Switching to the radio-frequency system will require an additional “lump of staff time,” Chandler said, as the library must re-index all books and reference materials.
“Lots of back-room activities are falling behind because we’ve taken so many people out and put them in the public area,” she said. “Push has come to shove at this point. We need more help.”
The library board looked at other fund-raising ideas, including a small service charge for use of its public computers, before deciding on a ballot question.
“In the end, you end up with a small amount of money and a lot of ticked-off people,” Chandler said about the service charge idea.
The library would raise $384,528 through its proposed property-tax increase, raising money for more staff, more computers and, best of all, a new opening time – 9 a.m. Monday through Saturday, as opposed to 10 a.m.
“Nobody likes the idea of having to go out and ask the taxpayers for more money,” Chandler said, but board members agreed it was their best option.
Taxpayers may not agree, Commissioner Patti Clapper countered. Times are hard, and Pitkin County is strapped for cash.
“It’s going to be tough to justify [a tax hike] to the public in a time of budget crisis,” Clapper said.
Commissioner Shellie Roy agreed, noting that county residents often complain about the “small apple pie tax increases” that accumulate over time.
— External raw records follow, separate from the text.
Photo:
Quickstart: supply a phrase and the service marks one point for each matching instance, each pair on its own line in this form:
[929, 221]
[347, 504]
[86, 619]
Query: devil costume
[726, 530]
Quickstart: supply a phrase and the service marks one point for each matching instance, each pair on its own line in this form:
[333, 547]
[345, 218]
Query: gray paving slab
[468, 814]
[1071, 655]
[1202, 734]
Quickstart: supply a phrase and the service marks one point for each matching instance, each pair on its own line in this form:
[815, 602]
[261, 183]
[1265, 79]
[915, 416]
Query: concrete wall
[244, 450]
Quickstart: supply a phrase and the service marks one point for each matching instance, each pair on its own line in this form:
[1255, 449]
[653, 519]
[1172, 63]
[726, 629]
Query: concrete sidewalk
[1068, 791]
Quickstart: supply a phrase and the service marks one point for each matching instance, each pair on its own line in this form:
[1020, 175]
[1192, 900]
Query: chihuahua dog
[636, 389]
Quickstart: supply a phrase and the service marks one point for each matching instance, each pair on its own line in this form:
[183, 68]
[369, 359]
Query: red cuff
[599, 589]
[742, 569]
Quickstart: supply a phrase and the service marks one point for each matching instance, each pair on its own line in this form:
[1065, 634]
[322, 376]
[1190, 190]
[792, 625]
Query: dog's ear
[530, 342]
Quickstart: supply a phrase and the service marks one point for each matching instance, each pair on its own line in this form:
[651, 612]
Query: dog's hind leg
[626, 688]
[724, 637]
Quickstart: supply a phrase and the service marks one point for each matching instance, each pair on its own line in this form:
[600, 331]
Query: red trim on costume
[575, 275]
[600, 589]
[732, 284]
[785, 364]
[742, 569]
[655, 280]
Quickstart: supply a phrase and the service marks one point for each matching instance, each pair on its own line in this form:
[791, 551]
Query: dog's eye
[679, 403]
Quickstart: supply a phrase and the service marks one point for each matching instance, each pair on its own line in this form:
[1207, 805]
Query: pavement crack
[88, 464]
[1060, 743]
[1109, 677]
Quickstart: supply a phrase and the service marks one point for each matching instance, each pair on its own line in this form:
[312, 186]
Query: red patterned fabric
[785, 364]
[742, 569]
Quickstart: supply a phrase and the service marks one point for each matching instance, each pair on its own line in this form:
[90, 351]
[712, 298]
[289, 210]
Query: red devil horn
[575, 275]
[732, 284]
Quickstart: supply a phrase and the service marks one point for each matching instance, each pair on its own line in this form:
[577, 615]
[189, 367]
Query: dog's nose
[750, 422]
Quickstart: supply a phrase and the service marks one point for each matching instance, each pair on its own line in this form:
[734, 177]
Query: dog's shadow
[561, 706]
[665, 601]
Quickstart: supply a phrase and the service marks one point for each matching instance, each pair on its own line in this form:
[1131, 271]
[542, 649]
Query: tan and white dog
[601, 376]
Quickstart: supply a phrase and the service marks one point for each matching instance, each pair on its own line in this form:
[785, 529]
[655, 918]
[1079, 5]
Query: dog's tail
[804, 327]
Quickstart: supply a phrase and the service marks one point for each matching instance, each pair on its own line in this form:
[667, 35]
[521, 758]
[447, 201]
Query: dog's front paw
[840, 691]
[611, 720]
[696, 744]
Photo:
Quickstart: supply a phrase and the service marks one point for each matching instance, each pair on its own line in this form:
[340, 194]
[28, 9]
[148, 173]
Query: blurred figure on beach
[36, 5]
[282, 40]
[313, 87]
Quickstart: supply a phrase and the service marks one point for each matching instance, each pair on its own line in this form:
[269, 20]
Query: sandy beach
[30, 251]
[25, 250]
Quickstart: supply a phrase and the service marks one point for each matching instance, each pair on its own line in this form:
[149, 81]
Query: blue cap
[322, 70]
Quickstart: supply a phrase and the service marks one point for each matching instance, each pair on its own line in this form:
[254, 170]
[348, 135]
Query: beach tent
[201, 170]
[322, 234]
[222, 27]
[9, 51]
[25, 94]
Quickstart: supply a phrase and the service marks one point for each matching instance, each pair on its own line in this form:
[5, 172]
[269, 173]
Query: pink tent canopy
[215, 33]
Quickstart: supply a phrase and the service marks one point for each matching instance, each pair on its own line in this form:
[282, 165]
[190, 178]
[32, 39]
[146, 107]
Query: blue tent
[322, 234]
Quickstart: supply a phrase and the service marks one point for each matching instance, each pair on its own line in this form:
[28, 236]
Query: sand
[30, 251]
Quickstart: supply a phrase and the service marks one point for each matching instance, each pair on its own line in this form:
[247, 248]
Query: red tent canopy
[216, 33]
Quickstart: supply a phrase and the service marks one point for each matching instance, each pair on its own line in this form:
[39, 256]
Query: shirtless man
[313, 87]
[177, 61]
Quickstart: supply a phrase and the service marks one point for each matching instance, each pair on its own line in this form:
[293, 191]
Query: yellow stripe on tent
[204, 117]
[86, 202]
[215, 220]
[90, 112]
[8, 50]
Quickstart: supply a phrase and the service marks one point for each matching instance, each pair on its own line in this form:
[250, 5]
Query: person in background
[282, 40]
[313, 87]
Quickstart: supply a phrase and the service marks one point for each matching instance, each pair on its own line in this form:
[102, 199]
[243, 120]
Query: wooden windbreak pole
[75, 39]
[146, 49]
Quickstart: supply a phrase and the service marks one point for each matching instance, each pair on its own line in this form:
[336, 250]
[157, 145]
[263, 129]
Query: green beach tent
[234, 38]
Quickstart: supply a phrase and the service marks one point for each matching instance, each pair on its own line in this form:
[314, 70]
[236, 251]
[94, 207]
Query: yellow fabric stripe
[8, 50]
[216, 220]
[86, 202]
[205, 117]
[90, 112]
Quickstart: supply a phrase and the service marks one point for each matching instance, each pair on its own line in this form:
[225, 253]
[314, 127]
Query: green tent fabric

“We then face a backlash,” Roy said. “We do see a cumulative effort [against tax increases], even if they love everything they vote for.”
Commissioner Dorothea Farris expressed frustration over the library’s finances.
“I think the free educational library system is essential to our society,” she said, citing her experience as an English teacher. “I think if there are those willing to fight a battle [for a tax hike], I don’t see a problem in letting that happen.”
Commissioner Mick Ireland hesitated to offer his opinion on the issue – his sister works at the library, he said, and will likely support the ballot initiative.
However, counsel from County Attorney John Ely allowed Ireland to state his case – not against the issue, he noted, but against the library board’s poor timing.
“I’m a little bit offended that this is being sprung on us with two or three weeks to decide,” Ireland said.
The county must approve November’s ballot by 4 p.m. on Sept. 10, he said, leaving commissioners little time to discuss the issue. It also limits the library’s chances to study and publicize the issue.
“I don’t want to see people get hurt by a ballot question that’s not fully cooked,” Ireland said. “You don’t have the kind of background that prepares you for the storm of a ballot question.”
He also worried that an “odd-year” election would limit voter turnout. With few items of public interest on November’s ballot, Pitkin County residents will likely sit this one out, Ireland warned.
A rejection by voters might prove “demoralizing” for library staff, commissioners agreed.
“I would feel just terrible to have the library suffer a defeat at the polls,” Commissioner Jack Hatfield said.
Commissioners suggested the library board resume budget discussions before seeking a ballot initiative. If the group still feels a tax increase is warranted, they could come back to the county in two weeks for a second consultation.
“So, this isn’t a `no’?” a library board member asked the commissioners.
“Not at all,” Roy said. Instead, the delay will allow the library board “to play with the info we’ve given you.”